小規模宅地等3ー特定居住用宅地等

2017-05-12

 小規模宅地等の特例で、一般の方が一番適用できる可能性の高いのは、なんと言っても「特定居住用宅地等」でしょう。
ご夫婦のうち、一方に相続が発生しても、もう一方が相続税の負担により、住んでいた自宅を出なくともいいように、一応の手当がされているのです。ご夫婦でなく親族等で同居しているような場合も同じです。

 この特定居住用宅地等の特例の適用を巡り、よく問題となるのは次の場合です。

  1. 自宅が2階建て以上であって、そのいずれかの階に被相続人が単独で暮らしており、別の階に他の家族(親族等)が住んでいるような場合
  2. 被相続人と他の家族が助け合って生活しているが、別棟の家屋に住んでいたような場合
  3. 被相続人が老人ホームや病院等に入っていて、そのまま亡くなられたような場合

 1は同じ建物に住んでいたも、被相続人と他の親族等が住んでいた部分が、構造上独立になっているならば、同居しているかどうか曖昧になります。玄関や台所、お風呂などが別々ならば、特に迷います。
 しかし、この特例の適用上は、その被相続人と他の親族等が住んでいた部分が、それぞれ区分所有登記されているかどうかだけで判断します。区分所有登記されていなければ、一棟の建物として扱われ、別の独立部分に住んでいても「同居」していると判断します。

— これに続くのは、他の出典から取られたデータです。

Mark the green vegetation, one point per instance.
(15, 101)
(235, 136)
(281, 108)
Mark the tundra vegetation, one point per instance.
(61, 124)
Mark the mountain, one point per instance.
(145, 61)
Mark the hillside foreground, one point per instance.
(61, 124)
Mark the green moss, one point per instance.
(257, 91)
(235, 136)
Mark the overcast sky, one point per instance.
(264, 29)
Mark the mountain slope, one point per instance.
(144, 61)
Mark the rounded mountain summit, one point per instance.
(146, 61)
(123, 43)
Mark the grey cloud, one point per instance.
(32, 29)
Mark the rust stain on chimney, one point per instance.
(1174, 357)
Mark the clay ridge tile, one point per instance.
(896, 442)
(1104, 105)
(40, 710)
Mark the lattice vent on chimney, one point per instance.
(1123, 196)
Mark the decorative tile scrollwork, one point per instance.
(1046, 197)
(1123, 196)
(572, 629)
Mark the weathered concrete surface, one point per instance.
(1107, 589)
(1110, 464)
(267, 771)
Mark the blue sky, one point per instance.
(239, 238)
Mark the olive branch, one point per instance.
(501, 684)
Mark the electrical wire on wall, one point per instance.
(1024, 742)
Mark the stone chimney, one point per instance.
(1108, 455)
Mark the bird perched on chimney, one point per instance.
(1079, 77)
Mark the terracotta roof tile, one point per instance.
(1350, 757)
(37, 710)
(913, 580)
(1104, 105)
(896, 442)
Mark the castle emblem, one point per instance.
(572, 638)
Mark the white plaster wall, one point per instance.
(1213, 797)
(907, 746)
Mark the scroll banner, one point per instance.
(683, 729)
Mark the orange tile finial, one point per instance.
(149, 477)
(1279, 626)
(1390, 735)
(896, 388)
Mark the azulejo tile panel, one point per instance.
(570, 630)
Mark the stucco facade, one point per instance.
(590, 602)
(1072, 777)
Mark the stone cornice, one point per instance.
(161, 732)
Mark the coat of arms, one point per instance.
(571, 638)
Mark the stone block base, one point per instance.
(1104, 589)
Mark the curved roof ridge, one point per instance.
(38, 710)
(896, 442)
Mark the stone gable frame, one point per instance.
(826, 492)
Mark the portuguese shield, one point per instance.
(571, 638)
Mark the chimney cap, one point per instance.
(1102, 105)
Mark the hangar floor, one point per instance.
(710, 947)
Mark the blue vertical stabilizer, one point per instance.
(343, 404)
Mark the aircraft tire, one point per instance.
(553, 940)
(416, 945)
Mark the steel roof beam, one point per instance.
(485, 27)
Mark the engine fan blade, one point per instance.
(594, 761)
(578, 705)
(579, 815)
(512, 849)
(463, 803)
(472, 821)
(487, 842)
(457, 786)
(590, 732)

 2は悩ましい問題です。通常、別棟の家屋に住んでいた場合、消費生活を共にしていないので、生計一とはいえません。でも、被相続人が生前、要介護状態などにあり、独立して生活することができていなかった場合などは、生計一と判断できます。実務では、もっと微妙な場合が問題となります。
 よく、生計一のことを「お財布が同じ」といいます。この言い方が、理解を妨げているように思います。お財布が同じならば、つまり財産を管理していれば「生計一」なのか…? これは違います。
 夫婦がそれぞれに稼いでいたり、それぞれに資産を持っていたりして、生活費は折半で出しているならば「生計別」なのか…? これも違います。

 「生計一」とは消費生活を共にしているということなのです。ちょっと理論的にいうならば、何に対して課税をするかという議論で、取得型(発生型)所得概念と消費型(支出型)所得概念というものがあります。稼いできたものに課税するのが前者、消費したものに課税するのが後者です。そして、消費を共通に行なう人々の集まりを課税単位とする考え方があります。「生計一」とは、この消費単位課税の考え方からでてきているのです。この考え方ともとに、生計一の判定をしなければいけません。

 3は平成25年度税制改正により平成26年1月1日相続開始の案件から適用された要件に絡むものです。被相続人要介護状態の方が老人ホームで亡くなられた場合、老人ホームに入る前に居住していた家屋の敷地についても、特例の対象となるというものです。もっとも他の要件は満たさなければいけないわけですから、その家で同居していた親族が、相続発生時もそのままそこに住んでいたとか、配偶者又は同居していた親族がいない場合に、持ち家に住んでいない親族がその敷地を取得したとかでなければなりません。

 そこで、問題となるのは、同居していた親族がいない場合です。その場合は、その宅地の持ち主が老人ホームに入ることにより、その家が空き家になってしまいます。そうすると、家が荒れるので、その家に、親族等が引っ越してきたりしたくなります。あるいは、どなたかに貸そうかという話もでてくるでしょう。

 ですが、そうしてしまうと、相続開始の直前において、被相続人等の居住の用に供されていた宅地等とはもはやいえないわけで、いくら老人ホーム特例があったとしても、適用除外となります。

 老人ホームに入る事情は様々です。実際に入居されている方も、そこを終の棲家と思っていらっしゃる方もあれば、老人ホームに入る前に住んでいた自宅が、やはり自分の家だと思っていらっしゃる方もいます。税務がそのような内面の状況を一人一人慮って判断するとしたら、とても煩雑になります。そこで、自宅を残したまま要介護状態で老人ホームで亡くなられた方は、やむをえず自宅から離れて老人ホームにはいっているのだというように一律に考え、留守宅であっても、ホームに入った人は要介護状態でなければ、いつでもそこに戻って居住することのできる場所なのだと考え、特例適用可能としているのです。ですから、その留守宅の用途が変わってしまったのなら、前提が崩れます。そのような理由で、留守宅にホーム入居前に同居していなかった親族が入り込んだならば、小規模宅地等の特例は使えなくなるのです。